DOWN IN MONTEREY

  Assisti ontem de noite o festival de Monterey na companhia de uma menina de 20 anos. Ela adora rock e dentre seus favoritos estão The Doors, Slipknot e Arch Enemy. Ela também ouve POP coreano e ama Velhas Virgens e Massive Attack. Tem um monte de bandas de eletrônico satânico que ela escuta e ainda posso citar Bowie, Led Zeppelin, Muse e Franz Ferdinand entre suas paixões.
  Monterey é o festival feito perto de San Francisco, em junho de 1967. Foi o primeiro festival e é o antepassado do Rock in Rio, Lolla e de todo show ao ar livre com mais de 3 bandas. Eu já vi o documentário mais de 20 vezes, e fico curioso em saber o que uma menina como ela vai achar. Detalhe: ela não sente saudade de hippies. Na verdade ela odeia drogas. Vamos ao show...
  O documentário começa com Mamas and Papas e California Dreamin parece à ela algo tão antigo como Noel Rosa ou Gonzaguinha. Mas são as pessoas que lhe dão enjoo: são incrivelmente sujas. Faço-a ver o fascínio que há na não repetição de roupas. Em todo o doc não vemos duas pessoas vestidas de modo parecido. Há ali uma real diversidade que hoje só existe em slogans publicitários. Em um show atual todos se vestem iguais, são uniformes. Em Monterey há uma mistura de modelos, tecidos, cabelos, óculos que diverte e apaixona a visão. Ela entende. E percebe logo que cada um naquele evento é uma alma à procura de auto expressão. Dois anos mais tarde, em Woodstock, isso já se perdera. Em 1969 já há uma uniformidade de cabelos e roupas. Em 1967 ainda há individualidade.
  Simon e Garfunkel parece à minha amiga bossa nova. Violão e banquinho lhe dá asco e ela quase desiste. Mas Canned Heat é blues e ela ama blues. Logo saca que em 1967 dá ainda para fazer sucesso sendo feio. Canned Heat é a banda mais feia que ela já viu na vida.
  Country Joe and The Fish nos faz rir. É um som interessante, ao contrário do Jefferson Airplane, que lhe pareceu tão antigo quanto Roberto Carlos. Não que seja parecido, mas é antigo. Morto. Ela me pergunta se o rock naquela época era sempre assim: sem adrenalina. Falo pra ela esperar.

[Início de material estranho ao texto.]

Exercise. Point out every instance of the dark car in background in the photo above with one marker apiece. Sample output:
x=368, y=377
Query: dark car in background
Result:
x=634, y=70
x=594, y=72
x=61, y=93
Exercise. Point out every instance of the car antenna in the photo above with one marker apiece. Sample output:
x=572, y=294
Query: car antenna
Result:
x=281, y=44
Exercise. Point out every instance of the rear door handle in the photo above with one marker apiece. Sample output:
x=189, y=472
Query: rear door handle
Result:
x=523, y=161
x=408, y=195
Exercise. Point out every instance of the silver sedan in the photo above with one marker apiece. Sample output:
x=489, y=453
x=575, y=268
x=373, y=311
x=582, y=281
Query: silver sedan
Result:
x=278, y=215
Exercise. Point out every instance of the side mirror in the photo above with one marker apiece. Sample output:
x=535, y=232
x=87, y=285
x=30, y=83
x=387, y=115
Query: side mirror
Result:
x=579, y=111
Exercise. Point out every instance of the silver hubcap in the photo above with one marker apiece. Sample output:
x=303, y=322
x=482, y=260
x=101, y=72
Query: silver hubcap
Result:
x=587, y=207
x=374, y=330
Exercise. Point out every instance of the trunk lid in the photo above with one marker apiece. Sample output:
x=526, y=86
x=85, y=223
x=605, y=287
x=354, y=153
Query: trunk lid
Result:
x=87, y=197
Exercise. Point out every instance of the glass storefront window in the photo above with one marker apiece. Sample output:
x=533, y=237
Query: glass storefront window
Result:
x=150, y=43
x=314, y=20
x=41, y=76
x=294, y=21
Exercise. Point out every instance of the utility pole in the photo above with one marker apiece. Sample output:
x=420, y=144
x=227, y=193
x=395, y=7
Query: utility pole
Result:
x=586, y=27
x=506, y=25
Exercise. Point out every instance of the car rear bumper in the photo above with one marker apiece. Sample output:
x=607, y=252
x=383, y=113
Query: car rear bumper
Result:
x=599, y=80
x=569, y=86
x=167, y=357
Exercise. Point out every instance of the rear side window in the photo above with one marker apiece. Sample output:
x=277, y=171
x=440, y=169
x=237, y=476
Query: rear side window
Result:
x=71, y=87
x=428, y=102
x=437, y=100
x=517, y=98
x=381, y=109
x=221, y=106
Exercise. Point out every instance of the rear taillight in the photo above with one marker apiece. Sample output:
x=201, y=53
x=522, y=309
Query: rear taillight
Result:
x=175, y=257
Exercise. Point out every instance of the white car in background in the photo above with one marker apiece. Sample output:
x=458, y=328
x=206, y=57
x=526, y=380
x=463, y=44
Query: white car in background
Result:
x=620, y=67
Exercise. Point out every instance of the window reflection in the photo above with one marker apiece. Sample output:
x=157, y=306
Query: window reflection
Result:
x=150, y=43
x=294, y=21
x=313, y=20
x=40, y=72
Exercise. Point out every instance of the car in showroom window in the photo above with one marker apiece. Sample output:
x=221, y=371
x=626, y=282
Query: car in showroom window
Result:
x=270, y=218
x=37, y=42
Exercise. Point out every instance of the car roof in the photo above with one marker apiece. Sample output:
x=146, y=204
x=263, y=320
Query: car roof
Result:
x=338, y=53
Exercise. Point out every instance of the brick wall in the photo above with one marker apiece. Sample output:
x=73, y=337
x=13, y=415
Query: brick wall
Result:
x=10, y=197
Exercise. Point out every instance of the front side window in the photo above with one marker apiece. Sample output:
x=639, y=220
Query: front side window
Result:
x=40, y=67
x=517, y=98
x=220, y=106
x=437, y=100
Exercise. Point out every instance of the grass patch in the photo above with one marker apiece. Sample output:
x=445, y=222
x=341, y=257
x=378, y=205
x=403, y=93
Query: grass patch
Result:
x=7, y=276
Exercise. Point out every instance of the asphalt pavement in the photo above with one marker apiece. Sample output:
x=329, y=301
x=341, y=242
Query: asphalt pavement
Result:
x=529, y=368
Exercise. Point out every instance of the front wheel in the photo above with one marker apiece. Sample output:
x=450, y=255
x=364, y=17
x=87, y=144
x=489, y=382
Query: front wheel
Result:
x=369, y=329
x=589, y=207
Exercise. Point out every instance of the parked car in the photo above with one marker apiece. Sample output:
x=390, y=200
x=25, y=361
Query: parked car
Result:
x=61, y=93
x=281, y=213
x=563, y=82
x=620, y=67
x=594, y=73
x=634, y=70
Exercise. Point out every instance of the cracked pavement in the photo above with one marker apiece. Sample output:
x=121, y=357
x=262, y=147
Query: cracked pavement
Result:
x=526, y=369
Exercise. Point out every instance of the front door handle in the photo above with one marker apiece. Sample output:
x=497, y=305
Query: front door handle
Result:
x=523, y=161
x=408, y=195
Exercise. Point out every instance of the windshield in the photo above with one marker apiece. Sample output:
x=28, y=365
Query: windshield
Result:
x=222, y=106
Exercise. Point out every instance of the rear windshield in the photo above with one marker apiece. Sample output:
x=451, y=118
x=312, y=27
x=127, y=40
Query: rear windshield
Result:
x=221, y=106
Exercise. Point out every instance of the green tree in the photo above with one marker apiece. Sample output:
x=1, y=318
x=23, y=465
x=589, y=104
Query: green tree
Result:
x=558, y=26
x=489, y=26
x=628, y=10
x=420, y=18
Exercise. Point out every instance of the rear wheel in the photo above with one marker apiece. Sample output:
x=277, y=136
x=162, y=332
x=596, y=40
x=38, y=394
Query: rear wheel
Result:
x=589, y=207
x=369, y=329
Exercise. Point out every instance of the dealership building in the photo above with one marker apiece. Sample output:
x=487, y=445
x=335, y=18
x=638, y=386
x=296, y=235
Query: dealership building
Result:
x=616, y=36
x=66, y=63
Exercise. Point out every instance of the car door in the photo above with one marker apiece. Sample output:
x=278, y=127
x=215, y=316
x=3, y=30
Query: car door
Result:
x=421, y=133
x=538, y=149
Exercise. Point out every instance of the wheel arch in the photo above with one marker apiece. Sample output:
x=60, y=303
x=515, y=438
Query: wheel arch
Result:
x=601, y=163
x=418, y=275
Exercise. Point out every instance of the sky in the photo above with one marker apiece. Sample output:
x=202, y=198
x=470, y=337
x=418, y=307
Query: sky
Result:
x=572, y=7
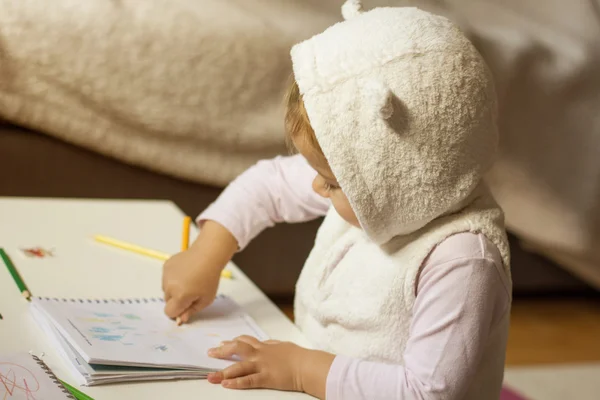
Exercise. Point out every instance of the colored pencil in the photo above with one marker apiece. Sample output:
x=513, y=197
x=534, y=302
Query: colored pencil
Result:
x=185, y=234
x=144, y=251
x=132, y=247
x=15, y=274
x=78, y=394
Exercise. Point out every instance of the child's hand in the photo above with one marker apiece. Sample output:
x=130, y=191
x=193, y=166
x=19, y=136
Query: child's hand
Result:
x=272, y=365
x=191, y=278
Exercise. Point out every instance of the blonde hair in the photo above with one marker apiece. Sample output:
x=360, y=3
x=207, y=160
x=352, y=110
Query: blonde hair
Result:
x=297, y=124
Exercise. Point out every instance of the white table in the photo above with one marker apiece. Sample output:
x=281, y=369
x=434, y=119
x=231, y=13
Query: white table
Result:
x=84, y=268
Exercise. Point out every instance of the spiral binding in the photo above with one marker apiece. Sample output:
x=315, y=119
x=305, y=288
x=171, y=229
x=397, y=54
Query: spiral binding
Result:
x=53, y=377
x=104, y=301
x=145, y=300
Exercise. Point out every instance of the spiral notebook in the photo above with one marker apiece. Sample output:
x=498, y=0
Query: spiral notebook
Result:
x=24, y=377
x=118, y=340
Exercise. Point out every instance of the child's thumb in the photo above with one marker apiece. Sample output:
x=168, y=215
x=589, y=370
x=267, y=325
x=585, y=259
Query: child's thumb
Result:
x=176, y=305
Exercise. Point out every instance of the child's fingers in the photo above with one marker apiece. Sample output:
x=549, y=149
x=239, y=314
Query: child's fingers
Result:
x=176, y=305
x=252, y=341
x=236, y=370
x=245, y=382
x=229, y=349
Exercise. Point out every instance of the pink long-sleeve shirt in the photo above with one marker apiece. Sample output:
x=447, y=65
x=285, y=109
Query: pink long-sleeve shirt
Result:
x=462, y=290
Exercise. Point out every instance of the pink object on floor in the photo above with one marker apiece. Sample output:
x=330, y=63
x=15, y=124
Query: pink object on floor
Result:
x=508, y=394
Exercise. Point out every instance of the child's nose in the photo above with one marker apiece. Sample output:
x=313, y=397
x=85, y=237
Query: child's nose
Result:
x=319, y=187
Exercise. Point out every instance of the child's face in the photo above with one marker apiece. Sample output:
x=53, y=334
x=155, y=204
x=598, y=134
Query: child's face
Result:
x=325, y=183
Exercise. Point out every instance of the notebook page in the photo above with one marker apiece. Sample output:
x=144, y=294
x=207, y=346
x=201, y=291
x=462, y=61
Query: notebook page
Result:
x=22, y=378
x=137, y=333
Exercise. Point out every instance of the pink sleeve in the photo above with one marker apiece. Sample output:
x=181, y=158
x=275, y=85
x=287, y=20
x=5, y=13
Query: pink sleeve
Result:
x=459, y=302
x=272, y=191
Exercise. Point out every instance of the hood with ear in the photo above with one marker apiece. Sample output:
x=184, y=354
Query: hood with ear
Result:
x=404, y=109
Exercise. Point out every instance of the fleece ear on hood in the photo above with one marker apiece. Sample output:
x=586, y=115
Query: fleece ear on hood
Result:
x=404, y=109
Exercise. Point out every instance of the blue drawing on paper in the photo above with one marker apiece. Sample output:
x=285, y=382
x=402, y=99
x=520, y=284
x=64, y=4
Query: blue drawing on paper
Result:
x=99, y=329
x=103, y=315
x=125, y=328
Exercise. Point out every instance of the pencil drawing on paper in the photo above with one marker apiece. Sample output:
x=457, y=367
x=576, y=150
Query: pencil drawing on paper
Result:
x=17, y=382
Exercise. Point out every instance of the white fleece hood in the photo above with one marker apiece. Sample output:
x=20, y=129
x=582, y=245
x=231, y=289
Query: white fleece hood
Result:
x=404, y=109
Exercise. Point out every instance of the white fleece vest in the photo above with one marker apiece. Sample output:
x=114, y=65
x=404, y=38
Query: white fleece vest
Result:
x=355, y=298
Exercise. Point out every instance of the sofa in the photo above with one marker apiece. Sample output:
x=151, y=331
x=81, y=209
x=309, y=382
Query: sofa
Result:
x=172, y=100
x=35, y=164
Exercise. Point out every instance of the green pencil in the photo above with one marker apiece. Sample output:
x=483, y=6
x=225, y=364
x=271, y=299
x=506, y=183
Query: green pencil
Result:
x=79, y=395
x=15, y=274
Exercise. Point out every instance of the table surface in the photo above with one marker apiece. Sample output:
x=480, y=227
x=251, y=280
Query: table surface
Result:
x=81, y=267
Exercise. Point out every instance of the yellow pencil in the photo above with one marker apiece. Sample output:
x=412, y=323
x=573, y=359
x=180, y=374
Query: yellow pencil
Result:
x=185, y=235
x=159, y=255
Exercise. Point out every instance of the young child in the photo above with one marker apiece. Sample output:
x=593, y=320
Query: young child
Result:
x=406, y=293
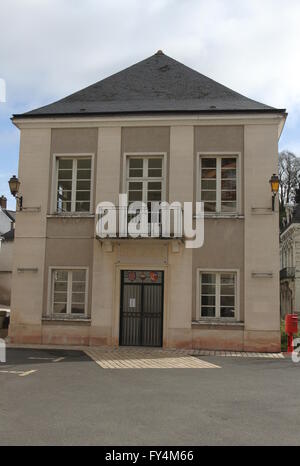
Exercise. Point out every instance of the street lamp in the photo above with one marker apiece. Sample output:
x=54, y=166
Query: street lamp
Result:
x=14, y=186
x=274, y=183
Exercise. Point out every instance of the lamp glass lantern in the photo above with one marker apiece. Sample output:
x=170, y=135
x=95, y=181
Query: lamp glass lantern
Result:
x=274, y=183
x=14, y=186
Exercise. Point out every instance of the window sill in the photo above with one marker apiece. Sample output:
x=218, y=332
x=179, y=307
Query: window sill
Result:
x=64, y=319
x=217, y=323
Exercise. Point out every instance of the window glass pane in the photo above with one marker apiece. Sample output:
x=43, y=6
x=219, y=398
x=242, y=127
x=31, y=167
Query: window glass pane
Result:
x=228, y=207
x=227, y=279
x=65, y=174
x=208, y=300
x=209, y=207
x=60, y=297
x=154, y=185
x=227, y=301
x=208, y=195
x=64, y=206
x=138, y=186
x=229, y=185
x=136, y=168
x=64, y=185
x=155, y=163
x=78, y=298
x=228, y=195
x=83, y=185
x=227, y=290
x=77, y=308
x=83, y=196
x=208, y=311
x=209, y=173
x=208, y=289
x=63, y=195
x=84, y=163
x=82, y=206
x=60, y=286
x=208, y=278
x=78, y=286
x=65, y=163
x=59, y=308
x=135, y=196
x=154, y=196
x=83, y=174
x=61, y=275
x=228, y=163
x=228, y=174
x=209, y=162
x=155, y=168
x=78, y=275
x=208, y=184
x=135, y=163
x=154, y=173
x=227, y=312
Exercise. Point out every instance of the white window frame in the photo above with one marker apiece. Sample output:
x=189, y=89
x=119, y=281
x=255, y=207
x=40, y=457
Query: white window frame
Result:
x=72, y=155
x=217, y=318
x=68, y=314
x=219, y=155
x=145, y=156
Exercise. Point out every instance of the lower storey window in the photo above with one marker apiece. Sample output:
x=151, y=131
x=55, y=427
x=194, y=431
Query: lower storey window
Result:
x=69, y=296
x=218, y=294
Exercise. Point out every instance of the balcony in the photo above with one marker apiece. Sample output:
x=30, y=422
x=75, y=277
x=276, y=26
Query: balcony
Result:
x=287, y=272
x=120, y=222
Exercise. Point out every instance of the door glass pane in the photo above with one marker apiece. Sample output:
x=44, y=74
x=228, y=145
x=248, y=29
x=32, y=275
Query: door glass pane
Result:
x=78, y=275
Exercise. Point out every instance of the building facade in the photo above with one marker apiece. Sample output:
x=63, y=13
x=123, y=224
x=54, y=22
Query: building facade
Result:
x=157, y=131
x=7, y=233
x=290, y=260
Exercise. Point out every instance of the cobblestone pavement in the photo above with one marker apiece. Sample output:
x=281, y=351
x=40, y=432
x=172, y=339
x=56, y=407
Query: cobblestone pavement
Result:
x=157, y=358
x=146, y=359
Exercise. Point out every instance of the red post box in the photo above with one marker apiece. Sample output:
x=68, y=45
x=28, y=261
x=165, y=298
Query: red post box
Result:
x=291, y=327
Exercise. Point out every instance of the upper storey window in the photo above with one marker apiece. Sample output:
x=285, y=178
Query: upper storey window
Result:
x=218, y=184
x=145, y=179
x=73, y=187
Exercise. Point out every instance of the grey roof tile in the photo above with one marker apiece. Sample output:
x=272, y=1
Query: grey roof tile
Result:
x=158, y=84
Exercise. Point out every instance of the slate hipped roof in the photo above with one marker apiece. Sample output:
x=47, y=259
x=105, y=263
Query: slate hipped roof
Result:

  Janis Joplin não lhe interessa. Ela diz que cantoras feias não lhe dão desejo de ouvir. Eis uma diferença de geração: Janis ou Patti Smith não têm chance com ela. Uma cantora tem de ser alguém com quem ela se identifica em alma e em corpo. Minha amiga é muito bonita. Janis não é do mundo dela. De qualquer modo ela fica impressionada com a voz. E vê nela o sinal da depressão, doença que ela conhece bem.
  Otis Redding é o melhor cantor da história. E ele está acompanhado por Cropper, Dunn e Jackson. Lhe conto que nosso amigo Fabio toca baixo imitando Duck Dunn. Ela ri. E acha Otis do caralho.
  Mas tudo muda com The Who. Peço para ela prestar atenção em Keith Moon e é paixão imediata. Ela é baterista e não acredita no que vê. Moon não existe! Como pode ele fazer aquilo? Eis a tal adrenalina. Ela mata a charada: é o único show que parece atemporal. Eles poderiam ser uma banda de agora. Não há elogio maior. The Who não faz parte daquele tempo. São fora de todo tempo. Vivem em um tempo próprio.
  Jimi Hendrix. Lhe conto que ele é sagitário. O cara mais sagitário da história. Ela não gosta da cara dele. É feio. Nem das roupas, são sujas. Mas caramba! Ele é sexy. Quase pornô. E não toca guitarra. Parece que a guitarra toca sozinha.
  Aconselho todo mundo a fazer isso. Ver um DVD de algum show antigo e querido com uma pessoa querida de 2020. Mal posso esperar para mostrar Gimme Shelter para ela.